The Link between Antibiotics and Delirium
In some people, antibiotics appear to cause delirium. In other words, these drugs could literally make you lose your mind – plaguing you with delusions and hallucinations!
They can also cause you to lose control of your body movements, experience involuntary muscle twitching and fall prey to seizures.
- Penicillin, sulfonamides, fluoroquinolones and macrolides are all associated with psychosis.
- Seizures are most often associated with penicillin and cephalosporins.
- Metronidazole is linked to brain dysfunction, abnormal brain scans and impaired muscle coordination.
You see, it’s not just your stomach that gets upset when your gut bacteria get thrown out of whack.
These microbes are also responsible for producing essential neurotransmitters that your brain needs. You’ve probably heard of a few of them, like serotonin and dopamine. Others include norepinephrine, acetylcholine and gamma amino butyric acid – or GABA for short.
Shortages in some of these neurotransmitters are linked to Alzheimer’s, Parkinson’s and Huntington’s disease. They can affect your motor control and muscle function. They also protect against things like manic depression and impulsive behaviors.
This may explain how antibiotic use (via reduced gut microbiome) can produce symptoms of delirium and psychosis. Conversely, the right antibiotic can reverse metabolic encephalopathy by killing the causative bacteria in the gut!
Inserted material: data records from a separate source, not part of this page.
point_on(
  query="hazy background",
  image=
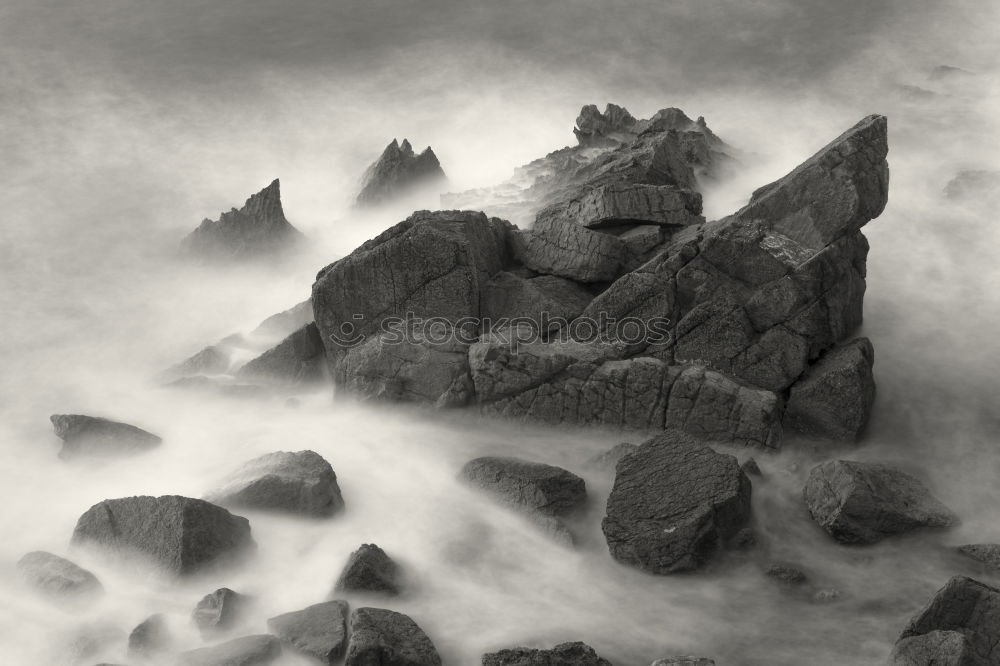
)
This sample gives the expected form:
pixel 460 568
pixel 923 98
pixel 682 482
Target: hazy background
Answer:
pixel 125 123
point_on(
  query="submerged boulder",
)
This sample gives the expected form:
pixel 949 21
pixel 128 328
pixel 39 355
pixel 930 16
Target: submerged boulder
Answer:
pixel 397 171
pixel 180 534
pixel 318 631
pixel 95 436
pixel 300 482
pixel 256 230
pixel 369 570
pixel 674 503
pixel 387 638
pixel 862 503
pixel 57 577
pixel 564 654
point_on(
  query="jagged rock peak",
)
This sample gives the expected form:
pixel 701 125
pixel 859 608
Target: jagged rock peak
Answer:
pixel 397 170
pixel 258 228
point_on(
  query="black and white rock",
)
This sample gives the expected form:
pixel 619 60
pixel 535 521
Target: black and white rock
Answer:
pixel 564 654
pixel 674 503
pixel 369 570
pixel 257 650
pixel 387 638
pixel 180 534
pixel 862 503
pixel 220 611
pixel 318 631
pixel 58 578
pixel 85 436
pixel 960 627
pixel 259 229
pixel 397 171
pixel 300 482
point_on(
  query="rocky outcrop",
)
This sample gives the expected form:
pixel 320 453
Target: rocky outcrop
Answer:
pixel 960 626
pixel 300 482
pixel 257 230
pixel 674 503
pixel 387 638
pixel 397 171
pixel 318 631
pixel 180 534
pixel 219 611
pixel 257 650
pixel 369 571
pixel 564 654
pixel 85 436
pixel 58 578
pixel 834 397
pixel 862 503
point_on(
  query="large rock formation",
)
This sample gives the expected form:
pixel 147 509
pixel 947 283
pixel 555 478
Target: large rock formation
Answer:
pixel 674 502
pixel 861 503
pixel 300 482
pixel 257 230
pixel 180 534
pixel 95 436
pixel 960 626
pixel 397 171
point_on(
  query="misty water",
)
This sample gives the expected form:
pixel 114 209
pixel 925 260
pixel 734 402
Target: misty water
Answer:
pixel 106 171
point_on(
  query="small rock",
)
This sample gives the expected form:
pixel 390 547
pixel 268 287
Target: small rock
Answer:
pixel 95 436
pixel 387 638
pixel 58 577
pixel 318 631
pixel 369 569
pixel 862 503
pixel 302 482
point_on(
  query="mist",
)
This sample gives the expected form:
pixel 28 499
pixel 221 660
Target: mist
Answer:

Strategies to Dodge the Side Effects of Antibiotics
I would never recommend avoiding antibiotics altogether. They are one of the greatest breakthroughs in medical history. They save lives. But mainstream doctors will almost always give you the strongest one possible.
If you absolutely have to take one, ask your doctor for an older, narrow-spectrum antibiotic that targets your specific problem. While it will still affect your gut microbiota, the results may not be as severe. Plus, because these antibiotics target very specific bacteria, they don’t really contribute to drug resistance.
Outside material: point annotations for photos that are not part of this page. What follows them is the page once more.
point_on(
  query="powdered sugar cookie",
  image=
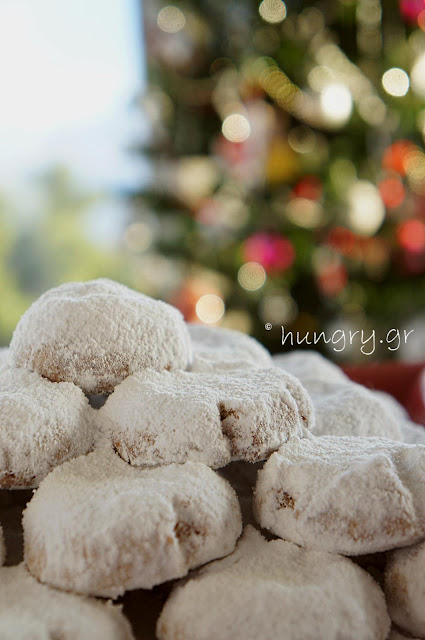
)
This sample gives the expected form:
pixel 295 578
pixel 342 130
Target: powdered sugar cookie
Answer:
pixel 353 410
pixel 343 494
pixel 98 526
pixel 311 368
pixel 273 590
pixel 32 611
pixel 404 584
pixel 216 349
pixel 42 424
pixel 96 333
pixel 159 418
pixel 4 355
pixel 412 433
pixel 397 635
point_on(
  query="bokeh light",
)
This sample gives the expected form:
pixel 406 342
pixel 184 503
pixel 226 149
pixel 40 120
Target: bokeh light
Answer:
pixel 336 104
pixel 417 76
pixel 171 19
pixel 396 82
pixel 251 276
pixel 138 237
pixel 273 11
pixel 302 139
pixel 373 110
pixel 210 308
pixel 278 308
pixel 392 192
pixel 366 211
pixel 236 128
pixel 305 213
pixel 411 235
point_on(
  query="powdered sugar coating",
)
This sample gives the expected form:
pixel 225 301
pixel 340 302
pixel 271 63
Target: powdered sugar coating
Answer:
pixel 344 494
pixel 391 404
pixel 159 418
pixel 404 584
pixel 397 635
pixel 217 349
pixel 98 526
pixel 4 355
pixel 353 410
pixel 272 590
pixel 96 333
pixel 42 424
pixel 314 370
pixel 412 433
pixel 32 611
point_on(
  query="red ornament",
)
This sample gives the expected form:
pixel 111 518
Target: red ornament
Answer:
pixel 309 187
pixel 274 252
pixel 395 156
pixel 411 236
pixel 392 192
pixel 411 9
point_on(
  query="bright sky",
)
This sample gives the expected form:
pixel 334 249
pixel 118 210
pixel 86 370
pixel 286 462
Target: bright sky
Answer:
pixel 68 72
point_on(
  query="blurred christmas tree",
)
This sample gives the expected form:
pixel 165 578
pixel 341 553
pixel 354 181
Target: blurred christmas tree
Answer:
pixel 288 163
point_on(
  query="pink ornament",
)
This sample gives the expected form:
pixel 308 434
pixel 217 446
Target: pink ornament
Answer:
pixel 274 252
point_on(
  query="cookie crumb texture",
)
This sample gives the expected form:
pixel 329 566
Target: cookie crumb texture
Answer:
pixel 273 590
pixel 160 418
pixel 345 495
pixel 96 333
pixel 216 349
pixel 404 584
pixel 42 424
pixel 101 527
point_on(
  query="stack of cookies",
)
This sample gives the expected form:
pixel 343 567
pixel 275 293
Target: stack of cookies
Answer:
pixel 144 437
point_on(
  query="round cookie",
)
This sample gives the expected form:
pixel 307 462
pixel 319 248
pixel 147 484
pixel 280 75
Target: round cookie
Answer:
pixel 412 433
pixel 42 424
pixel 216 349
pixel 2 548
pixel 314 370
pixel 96 333
pixel 353 410
pixel 397 635
pixel 344 494
pixel 100 527
pixel 272 590
pixel 159 418
pixel 32 611
pixel 404 585
pixel 4 355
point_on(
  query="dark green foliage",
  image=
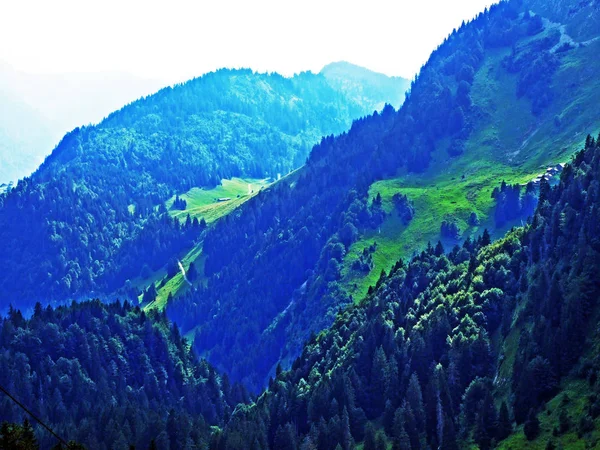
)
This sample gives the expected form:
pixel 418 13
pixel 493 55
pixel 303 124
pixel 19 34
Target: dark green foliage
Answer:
pixel 450 229
pixel 70 226
pixel 531 428
pixel 512 203
pixel 108 375
pixel 404 206
pixel 429 321
pixel 17 437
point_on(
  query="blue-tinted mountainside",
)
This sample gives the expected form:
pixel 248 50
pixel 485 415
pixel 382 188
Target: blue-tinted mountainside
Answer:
pixel 92 215
pixel 506 98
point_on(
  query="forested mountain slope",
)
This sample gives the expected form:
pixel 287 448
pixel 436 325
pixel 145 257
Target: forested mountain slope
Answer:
pixel 110 376
pixel 458 350
pixel 365 85
pixel 506 95
pixel 91 217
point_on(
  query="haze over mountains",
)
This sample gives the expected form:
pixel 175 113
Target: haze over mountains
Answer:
pixel 38 109
pixel 423 276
Then, take precautions that can help prevent the negative side effects of antibiotic use.
Your first priority is supplementing with a good probiotic. Even though antibiotics kill both good and bad bacteria, taking a probiotic can help reduce the negative side effects. In fact, when probiotics are given with antibiotics, the risk of developing c. diff is reduced by 60% on average.
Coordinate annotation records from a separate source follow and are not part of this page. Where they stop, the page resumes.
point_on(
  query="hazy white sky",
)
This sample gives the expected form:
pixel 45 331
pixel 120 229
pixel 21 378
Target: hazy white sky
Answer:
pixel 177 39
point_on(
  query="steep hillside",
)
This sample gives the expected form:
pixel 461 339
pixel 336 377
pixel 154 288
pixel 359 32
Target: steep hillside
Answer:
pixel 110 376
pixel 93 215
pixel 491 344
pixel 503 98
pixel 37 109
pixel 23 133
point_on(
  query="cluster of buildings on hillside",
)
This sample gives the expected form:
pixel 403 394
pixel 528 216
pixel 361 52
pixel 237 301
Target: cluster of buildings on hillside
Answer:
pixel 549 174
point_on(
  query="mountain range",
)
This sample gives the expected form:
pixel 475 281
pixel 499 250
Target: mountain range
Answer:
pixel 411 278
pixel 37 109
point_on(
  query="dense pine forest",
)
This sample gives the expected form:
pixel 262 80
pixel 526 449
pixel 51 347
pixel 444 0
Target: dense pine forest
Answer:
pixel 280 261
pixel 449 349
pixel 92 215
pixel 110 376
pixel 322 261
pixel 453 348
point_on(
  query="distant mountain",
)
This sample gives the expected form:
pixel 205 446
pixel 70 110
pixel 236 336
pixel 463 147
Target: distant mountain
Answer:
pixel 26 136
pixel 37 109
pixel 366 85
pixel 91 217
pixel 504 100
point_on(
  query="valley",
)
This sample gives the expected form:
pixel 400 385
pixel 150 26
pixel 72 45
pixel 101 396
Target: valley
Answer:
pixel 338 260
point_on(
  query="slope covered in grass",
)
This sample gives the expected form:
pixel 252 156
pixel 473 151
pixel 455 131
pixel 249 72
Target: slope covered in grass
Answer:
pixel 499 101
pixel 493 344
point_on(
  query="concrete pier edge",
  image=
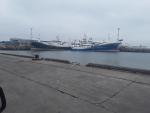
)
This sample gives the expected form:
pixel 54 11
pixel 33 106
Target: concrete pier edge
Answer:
pixel 103 66
pixel 120 68
pixel 32 57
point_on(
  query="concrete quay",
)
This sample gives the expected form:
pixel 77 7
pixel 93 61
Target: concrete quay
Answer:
pixel 53 87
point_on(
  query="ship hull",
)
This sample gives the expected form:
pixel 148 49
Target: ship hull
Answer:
pixel 110 47
pixel 43 47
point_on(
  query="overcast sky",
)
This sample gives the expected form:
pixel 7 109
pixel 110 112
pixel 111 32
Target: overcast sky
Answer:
pixel 70 19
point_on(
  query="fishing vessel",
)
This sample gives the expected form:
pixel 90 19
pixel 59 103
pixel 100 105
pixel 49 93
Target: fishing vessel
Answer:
pixel 89 45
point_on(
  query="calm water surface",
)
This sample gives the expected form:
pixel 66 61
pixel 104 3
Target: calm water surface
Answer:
pixel 134 60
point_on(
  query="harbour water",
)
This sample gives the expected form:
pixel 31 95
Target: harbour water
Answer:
pixel 126 59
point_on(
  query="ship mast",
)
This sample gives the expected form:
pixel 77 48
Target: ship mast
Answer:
pixel 31 35
pixel 118 37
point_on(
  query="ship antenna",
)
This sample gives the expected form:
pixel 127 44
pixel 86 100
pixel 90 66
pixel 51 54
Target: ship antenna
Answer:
pixel 31 35
pixel 118 33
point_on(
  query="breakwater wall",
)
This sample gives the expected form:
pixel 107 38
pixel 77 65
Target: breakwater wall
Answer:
pixel 120 68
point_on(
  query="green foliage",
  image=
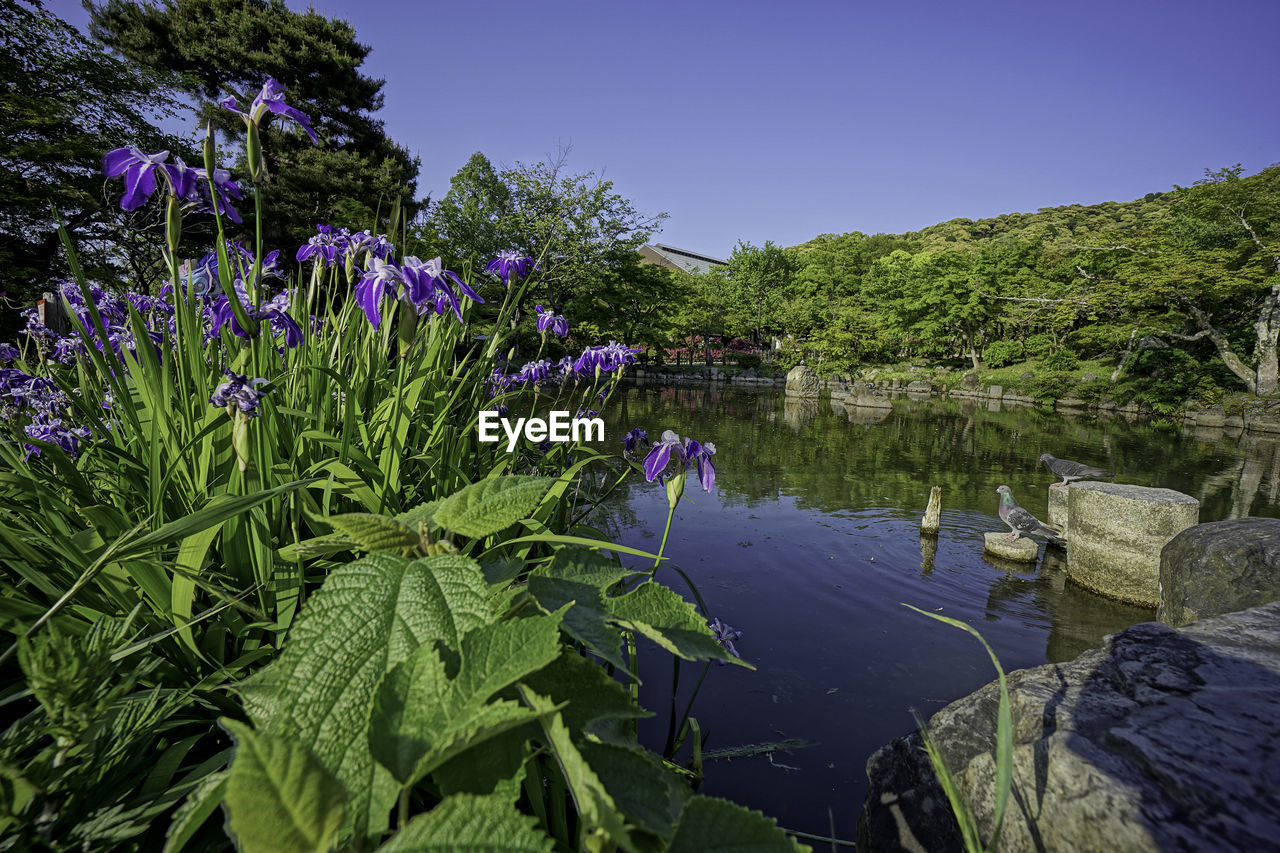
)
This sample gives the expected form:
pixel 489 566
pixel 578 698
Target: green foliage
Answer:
pixel 584 235
pixel 1061 360
pixel 279 796
pixel 400 679
pixel 216 48
pixel 489 506
pixel 1004 756
pixel 1040 345
pixel 63 105
pixel 1000 354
Look for one that contains multiple strains of Lactobacillus and Bifidobacterium. The more strains and the higher the colony count, the better off you will be.
It should also include a “prebiotic” to help the good bacteria survive the trip to the gut and intestines. This will help restore a healthy balance of gut bacteria.
Improving the diversity of your gut bacteria is another top priority. The more diverse your gut microbiome is, the better chances you have of getting through antibiotic therapy without mishap.
You can increase bacterial richness and diversity in your gut by eating more fermented foods. Some of the best include miso, natto, kefir, kimchi, kombucha, tempeh and sauerkraut.
It’s also a good idea to get the bulk of your fiber from insoluble sources while taking an antibiotic. Insoluble fiber goes through a fermentation process in your gut and produces short-chain fatty acids that help the good bacteria in your digestive system to flourish.
And remember! Never take an antibiotic when it’s not necessary. The more you can reduce your exposure to them, the more likely they are to work when you need them the most.